Fudge.. The ultimate sugar hit and the treat most likely to be hidden from the kids as its ‘too special’ to share.
One of those items that magically appears after the kids finally go to bed. Add fruit and nuts if you are feeling posh.
I accidentally inhaled quite a few pieces of this in the process. Whoops a daisy 🙂
- 3 cups brown sugar, packed
- 225g Nuttelex
- 160ml Coconut Milk
- 2 cups Icing Sugar
- 1 Tbsp Pure Vanilla Extract
- Sugar Thermometer
- In a medium size heavy cooking pot, melt nuttelex with the brown sugar, stirring constantly. Be careful it does not burn.
- Continue stirring until boiling stage is just reached and then add the coconut milk, then let it reach the boiling point again.
- Lower heat and let simmer to 240F (115c) on your sugar thermometer (this can take from 3 to 5 minutes – using the thermometer is more precise and it is highly recommended). The more you cook the mixture, the harder the end result will be. This is where you can tweak to your liking. If you prefer your fudge creamy, cook it slightly less.
- When temperature is reached, immediately transfer the mixture to clean medium bowl and with the help of a hand held electric mixer, add the good quality vanilla and gradually add the icing sugar. If you find your mixture too dry, you can add a bit more coconut milk, one teaspoon at a time. Be aware that adding too much will change the end result, maybe making it too creamy for your liking.
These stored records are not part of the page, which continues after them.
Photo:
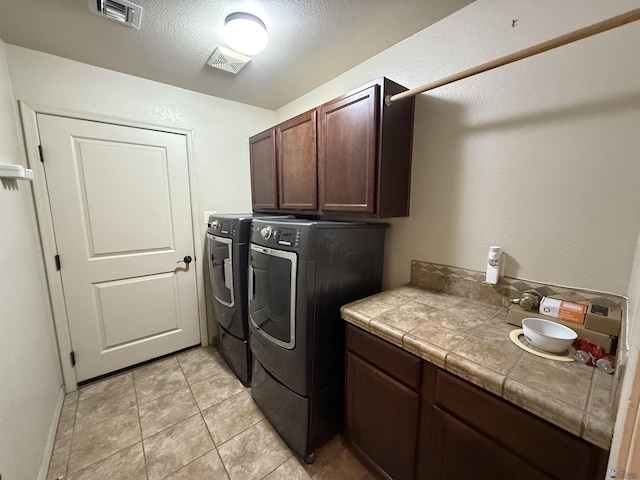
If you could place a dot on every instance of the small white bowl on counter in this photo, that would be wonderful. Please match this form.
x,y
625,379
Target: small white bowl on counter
x,y
547,335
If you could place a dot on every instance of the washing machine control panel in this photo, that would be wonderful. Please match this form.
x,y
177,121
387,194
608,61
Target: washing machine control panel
x,y
289,237
280,236
222,227
267,232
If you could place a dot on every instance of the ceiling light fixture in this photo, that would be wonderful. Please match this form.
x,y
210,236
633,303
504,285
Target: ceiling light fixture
x,y
245,33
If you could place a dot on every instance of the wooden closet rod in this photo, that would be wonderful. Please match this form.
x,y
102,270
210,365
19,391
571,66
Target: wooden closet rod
x,y
585,32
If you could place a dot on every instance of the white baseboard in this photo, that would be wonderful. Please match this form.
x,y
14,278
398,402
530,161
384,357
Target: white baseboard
x,y
51,438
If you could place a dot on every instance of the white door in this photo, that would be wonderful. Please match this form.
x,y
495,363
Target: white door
x,y
121,211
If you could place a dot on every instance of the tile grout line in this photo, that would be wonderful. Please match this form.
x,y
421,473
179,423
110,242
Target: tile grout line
x,y
144,453
215,447
73,434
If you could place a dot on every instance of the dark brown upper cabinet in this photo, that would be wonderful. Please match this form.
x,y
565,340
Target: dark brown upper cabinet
x,y
296,154
350,157
262,155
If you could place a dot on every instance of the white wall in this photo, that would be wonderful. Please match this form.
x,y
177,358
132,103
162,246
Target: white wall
x,y
221,128
540,156
29,368
629,405
30,379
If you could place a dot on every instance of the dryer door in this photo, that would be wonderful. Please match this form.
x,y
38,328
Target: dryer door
x,y
221,269
272,294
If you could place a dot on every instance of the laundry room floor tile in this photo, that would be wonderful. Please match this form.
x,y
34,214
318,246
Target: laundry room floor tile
x,y
166,411
254,453
125,464
93,441
232,416
177,446
150,387
207,467
200,364
184,417
220,386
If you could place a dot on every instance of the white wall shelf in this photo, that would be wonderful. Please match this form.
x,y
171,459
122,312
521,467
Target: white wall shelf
x,y
16,171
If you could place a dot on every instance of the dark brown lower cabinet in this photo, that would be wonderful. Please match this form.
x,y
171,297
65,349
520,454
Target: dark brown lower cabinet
x,y
383,427
407,419
458,451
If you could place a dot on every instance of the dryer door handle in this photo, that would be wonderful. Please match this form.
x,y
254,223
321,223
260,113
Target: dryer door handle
x,y
227,272
252,281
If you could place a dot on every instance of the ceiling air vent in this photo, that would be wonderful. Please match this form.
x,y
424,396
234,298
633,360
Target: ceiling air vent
x,y
118,10
228,60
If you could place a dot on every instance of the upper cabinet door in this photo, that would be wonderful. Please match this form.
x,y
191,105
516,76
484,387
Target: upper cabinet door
x,y
296,153
262,154
347,133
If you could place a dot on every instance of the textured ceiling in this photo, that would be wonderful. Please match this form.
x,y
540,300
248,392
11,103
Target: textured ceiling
x,y
310,41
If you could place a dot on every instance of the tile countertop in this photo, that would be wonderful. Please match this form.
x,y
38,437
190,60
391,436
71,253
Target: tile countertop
x,y
471,340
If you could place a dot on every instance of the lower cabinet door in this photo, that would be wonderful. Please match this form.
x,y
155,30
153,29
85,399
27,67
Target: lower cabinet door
x,y
458,451
382,419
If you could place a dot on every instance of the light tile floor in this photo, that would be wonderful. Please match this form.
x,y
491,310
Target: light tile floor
x,y
183,417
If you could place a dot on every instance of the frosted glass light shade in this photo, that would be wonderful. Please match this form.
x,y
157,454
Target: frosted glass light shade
x,y
245,33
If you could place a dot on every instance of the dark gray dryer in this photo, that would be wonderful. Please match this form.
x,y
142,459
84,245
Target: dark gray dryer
x,y
300,273
228,247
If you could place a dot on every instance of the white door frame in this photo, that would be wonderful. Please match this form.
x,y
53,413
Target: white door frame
x,y
47,236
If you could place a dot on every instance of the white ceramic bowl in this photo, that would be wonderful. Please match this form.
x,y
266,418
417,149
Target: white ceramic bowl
x,y
547,335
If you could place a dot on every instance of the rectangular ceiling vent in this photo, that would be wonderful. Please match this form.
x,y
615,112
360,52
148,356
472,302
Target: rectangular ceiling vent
x,y
119,10
228,60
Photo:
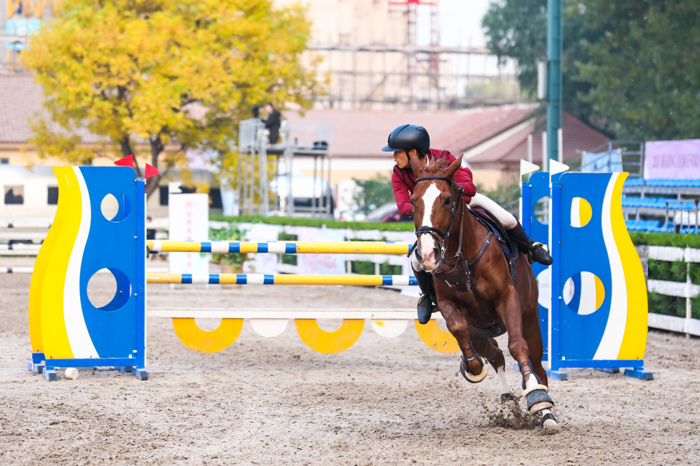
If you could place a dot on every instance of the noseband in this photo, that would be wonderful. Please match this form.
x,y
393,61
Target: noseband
x,y
441,236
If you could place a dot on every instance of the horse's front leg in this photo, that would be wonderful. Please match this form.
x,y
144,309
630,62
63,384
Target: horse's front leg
x,y
534,390
473,367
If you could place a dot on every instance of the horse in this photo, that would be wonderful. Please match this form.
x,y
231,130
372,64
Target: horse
x,y
476,291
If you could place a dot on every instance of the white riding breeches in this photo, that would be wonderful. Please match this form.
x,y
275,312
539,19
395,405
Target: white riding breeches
x,y
506,218
479,200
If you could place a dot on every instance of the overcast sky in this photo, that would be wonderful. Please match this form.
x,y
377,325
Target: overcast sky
x,y
460,22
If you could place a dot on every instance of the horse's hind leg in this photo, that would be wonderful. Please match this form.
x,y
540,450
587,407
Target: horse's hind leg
x,y
534,391
488,348
531,331
473,367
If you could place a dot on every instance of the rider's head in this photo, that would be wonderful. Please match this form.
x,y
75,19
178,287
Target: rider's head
x,y
408,140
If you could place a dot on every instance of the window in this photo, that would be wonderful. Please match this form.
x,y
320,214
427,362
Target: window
x,y
52,195
215,199
14,194
163,195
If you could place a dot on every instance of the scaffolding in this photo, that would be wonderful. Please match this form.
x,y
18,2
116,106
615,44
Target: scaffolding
x,y
408,76
285,193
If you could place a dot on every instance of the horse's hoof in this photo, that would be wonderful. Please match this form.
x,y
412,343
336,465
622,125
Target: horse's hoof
x,y
471,378
538,399
506,397
549,424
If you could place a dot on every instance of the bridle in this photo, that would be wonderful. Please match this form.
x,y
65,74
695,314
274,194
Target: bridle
x,y
438,235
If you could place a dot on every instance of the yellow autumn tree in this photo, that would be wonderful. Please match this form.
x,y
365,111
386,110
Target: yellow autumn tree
x,y
151,75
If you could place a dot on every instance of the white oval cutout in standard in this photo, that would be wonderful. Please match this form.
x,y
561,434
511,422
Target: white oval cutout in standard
x,y
583,293
581,212
108,289
109,207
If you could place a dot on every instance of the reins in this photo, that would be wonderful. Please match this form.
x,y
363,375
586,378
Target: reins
x,y
444,235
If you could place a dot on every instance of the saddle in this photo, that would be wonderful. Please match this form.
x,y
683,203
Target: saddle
x,y
461,279
508,246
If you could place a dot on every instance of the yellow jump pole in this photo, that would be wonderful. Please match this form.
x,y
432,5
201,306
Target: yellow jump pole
x,y
260,279
281,247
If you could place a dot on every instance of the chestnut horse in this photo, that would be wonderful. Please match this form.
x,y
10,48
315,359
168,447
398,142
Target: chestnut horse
x,y
475,292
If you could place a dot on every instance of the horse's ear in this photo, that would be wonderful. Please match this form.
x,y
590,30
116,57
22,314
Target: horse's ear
x,y
452,169
415,164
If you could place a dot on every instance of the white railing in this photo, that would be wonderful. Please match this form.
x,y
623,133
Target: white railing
x,y
685,289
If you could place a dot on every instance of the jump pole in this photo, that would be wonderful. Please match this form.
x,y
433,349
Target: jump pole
x,y
282,247
260,279
66,330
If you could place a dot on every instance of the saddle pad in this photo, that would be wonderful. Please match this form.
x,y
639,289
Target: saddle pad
x,y
509,248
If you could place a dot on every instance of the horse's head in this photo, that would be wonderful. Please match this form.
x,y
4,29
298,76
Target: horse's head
x,y
434,204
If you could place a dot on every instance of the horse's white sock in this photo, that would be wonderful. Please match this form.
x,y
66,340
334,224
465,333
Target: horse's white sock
x,y
501,372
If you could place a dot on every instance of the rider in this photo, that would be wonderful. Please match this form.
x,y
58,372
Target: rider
x,y
414,140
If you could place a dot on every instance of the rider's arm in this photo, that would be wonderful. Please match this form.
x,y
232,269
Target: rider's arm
x,y
401,194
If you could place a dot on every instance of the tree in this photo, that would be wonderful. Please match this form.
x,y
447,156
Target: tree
x,y
373,192
645,67
164,76
518,29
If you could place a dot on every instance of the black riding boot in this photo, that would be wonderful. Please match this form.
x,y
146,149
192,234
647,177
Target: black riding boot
x,y
527,246
427,303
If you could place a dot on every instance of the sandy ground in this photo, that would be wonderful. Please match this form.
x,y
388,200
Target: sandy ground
x,y
274,401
- *If you would like to add fruit or nuts, this is where you would do it, with the help of a wooden spoon, just before pouring the delicious mixture in a mould to let it set.
- Pour in a square mould and let cool completely in the fridge. When set, cut into squares and share with all the people who have been nice to you during the year. Alternatively you can ‘score’ the fudge before it is completely set. Slice gently the top of the fudge into the portion sizes so the slices come out beautifully cut, just slide the knife along the surface without applying too much pressure.
- This can also be frozen for later use.